Asesinato de las hermanitas Villalba: Un abogado argentino denuncia la brutal represión en Paraguay
Posadas, Misiones – El asesinato de Lilian y María Carmen Villalba, dos niñas argentinas de 11 años, a manos del ejército paraguayo hace cinco años, sigue resonando con fuerza. Eduardo Soares, abogado y miembro de la Gremial de Abogados de Argentina, conocido como “el Negro Soares”, brindó una entrevista a Radio Lateral donde ofreció un desgarrador relato de este crimen y la posterior persecución a su familia.
Soares, quien ha trabajado incansablemente en este caso, contextualizó el crimen dentro de la larga lucha por la tierra en Paraguay. Señaló la devastación causada por el cultivo de soja transgénica, que ha desplazado a miles de campesinos y exacerbado las tensiones entre ellos y los terratenientes, muchos de ellos brasileños. Este conflicto, explicó, ha llevado a la formación de grupos guerrilleros como el Ejército del Pueblo Paraguayo (EPP), generando una militarización intensa en el norte del país.
Las niñas Villalba, nacidas en Argentina, hijas de padres pertenecientes al EPP, fueron asesinadas mientras visitaban a sus padres. Soares detalla cómo la inteligencia militar paraguaya, con apoyo extranjero, detectó la presencia de las menores y las ejecutó. La imagen del presidente paraguayo, Mario Abdo Benítez, posando con los cadáveres de las niñas, intentando ocultar su verdadera edad, es una prueba más de la brutalidad del hecho.
El gobierno argentino, según Soares, tuvo una actitud colaborativa en la investigación, destacando la labor del entonces canciller Felipe Solá y el vicecanciller Pablo Tettamanti. Gracias a las gestiones ante organismos internacionales, el Comité de las Naciones Unidas emitió una condena contundente contra el Estado paraguayo. Sin embargo, la lucha continúa. Laura Villalba, madre de Lilian y tía de María Carmen, fue condenada a 31 años de prisión por “terrorismo” y “violación del deber de cuidado”, una acusación que Soares calificó de hipócrita, considerando que el Estado paraguayo fue el responsable directo de la muerte de las niñas.

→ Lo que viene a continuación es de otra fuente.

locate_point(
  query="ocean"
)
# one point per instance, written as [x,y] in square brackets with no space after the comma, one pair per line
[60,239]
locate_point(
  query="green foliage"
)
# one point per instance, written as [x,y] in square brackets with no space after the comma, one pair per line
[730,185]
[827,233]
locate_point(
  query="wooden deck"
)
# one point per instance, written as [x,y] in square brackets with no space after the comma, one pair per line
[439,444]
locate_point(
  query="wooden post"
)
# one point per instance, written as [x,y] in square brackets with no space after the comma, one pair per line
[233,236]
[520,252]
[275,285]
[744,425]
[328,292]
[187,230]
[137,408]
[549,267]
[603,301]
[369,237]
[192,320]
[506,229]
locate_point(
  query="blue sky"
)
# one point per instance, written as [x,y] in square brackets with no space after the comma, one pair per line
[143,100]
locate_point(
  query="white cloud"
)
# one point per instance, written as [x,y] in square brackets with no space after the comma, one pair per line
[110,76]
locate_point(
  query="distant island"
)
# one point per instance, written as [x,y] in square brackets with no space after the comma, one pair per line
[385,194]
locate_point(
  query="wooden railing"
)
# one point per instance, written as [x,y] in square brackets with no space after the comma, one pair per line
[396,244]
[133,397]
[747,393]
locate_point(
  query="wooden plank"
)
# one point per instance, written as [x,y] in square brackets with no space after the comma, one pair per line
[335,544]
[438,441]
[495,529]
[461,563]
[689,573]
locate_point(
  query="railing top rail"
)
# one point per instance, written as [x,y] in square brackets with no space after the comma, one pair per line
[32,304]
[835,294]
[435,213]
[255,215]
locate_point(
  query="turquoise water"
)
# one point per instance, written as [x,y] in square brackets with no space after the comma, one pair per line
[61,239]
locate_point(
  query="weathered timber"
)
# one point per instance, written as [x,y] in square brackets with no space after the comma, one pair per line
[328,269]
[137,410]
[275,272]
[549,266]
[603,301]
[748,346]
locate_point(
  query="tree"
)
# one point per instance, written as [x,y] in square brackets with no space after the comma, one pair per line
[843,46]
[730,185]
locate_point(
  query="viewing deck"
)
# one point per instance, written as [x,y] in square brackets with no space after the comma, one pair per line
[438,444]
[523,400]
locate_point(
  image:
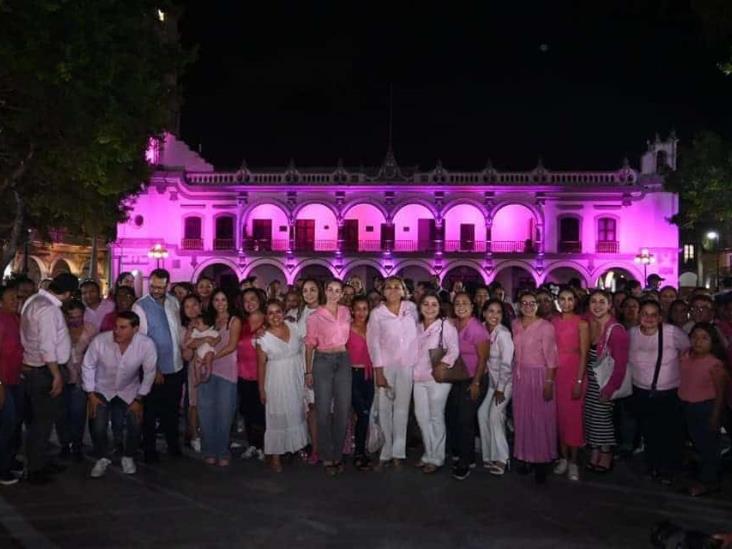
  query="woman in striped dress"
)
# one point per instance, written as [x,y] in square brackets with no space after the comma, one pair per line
[607,335]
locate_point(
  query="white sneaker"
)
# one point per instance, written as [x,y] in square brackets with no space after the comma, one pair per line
[196,444]
[100,467]
[128,466]
[561,467]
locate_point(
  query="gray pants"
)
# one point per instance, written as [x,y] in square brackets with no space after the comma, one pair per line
[332,384]
[44,409]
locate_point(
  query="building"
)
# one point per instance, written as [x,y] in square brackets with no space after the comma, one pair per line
[520,228]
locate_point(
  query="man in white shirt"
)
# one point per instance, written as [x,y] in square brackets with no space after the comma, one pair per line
[111,376]
[46,347]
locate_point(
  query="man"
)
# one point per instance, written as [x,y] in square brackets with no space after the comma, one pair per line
[110,375]
[160,320]
[96,307]
[46,347]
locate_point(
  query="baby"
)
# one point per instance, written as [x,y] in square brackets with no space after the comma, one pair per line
[204,352]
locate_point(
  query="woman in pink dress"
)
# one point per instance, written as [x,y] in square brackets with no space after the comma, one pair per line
[534,408]
[573,342]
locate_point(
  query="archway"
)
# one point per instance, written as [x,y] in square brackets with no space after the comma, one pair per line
[562,275]
[265,274]
[515,279]
[367,274]
[614,278]
[514,230]
[223,275]
[469,276]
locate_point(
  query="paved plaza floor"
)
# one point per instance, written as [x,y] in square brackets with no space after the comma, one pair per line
[184,503]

Soares también se refirió a la desaparición de Lichita, prima de Lilian y María Carmen, quien resultó herida en el mismo ataque pero logró escapar, para luego ser capturada y desaparecer sin dejar rastro. Su melliza, Anita, y Tania, lograron sobrevivir y hoy se encuentran en Argentina.
La entrevista finaliza con un llamado a la reflexión sobre el rol de la democracia en situaciones de injusticia social y explotación. Soares, mientras mantiene una postura crítica frente al sistema, afirma su compromiso con la democracia, pero una democracia que garantice la justicia social y la igualdad de oportunidades.
El caso de las Hermanitas Villalba es un crudo recordatorio de las consecuencias de la violencia estatal y la desigualdad, una llamada a la acción para exigir justicia y a la reflexión sobre los mecanismos de resolución de conflictos sociales.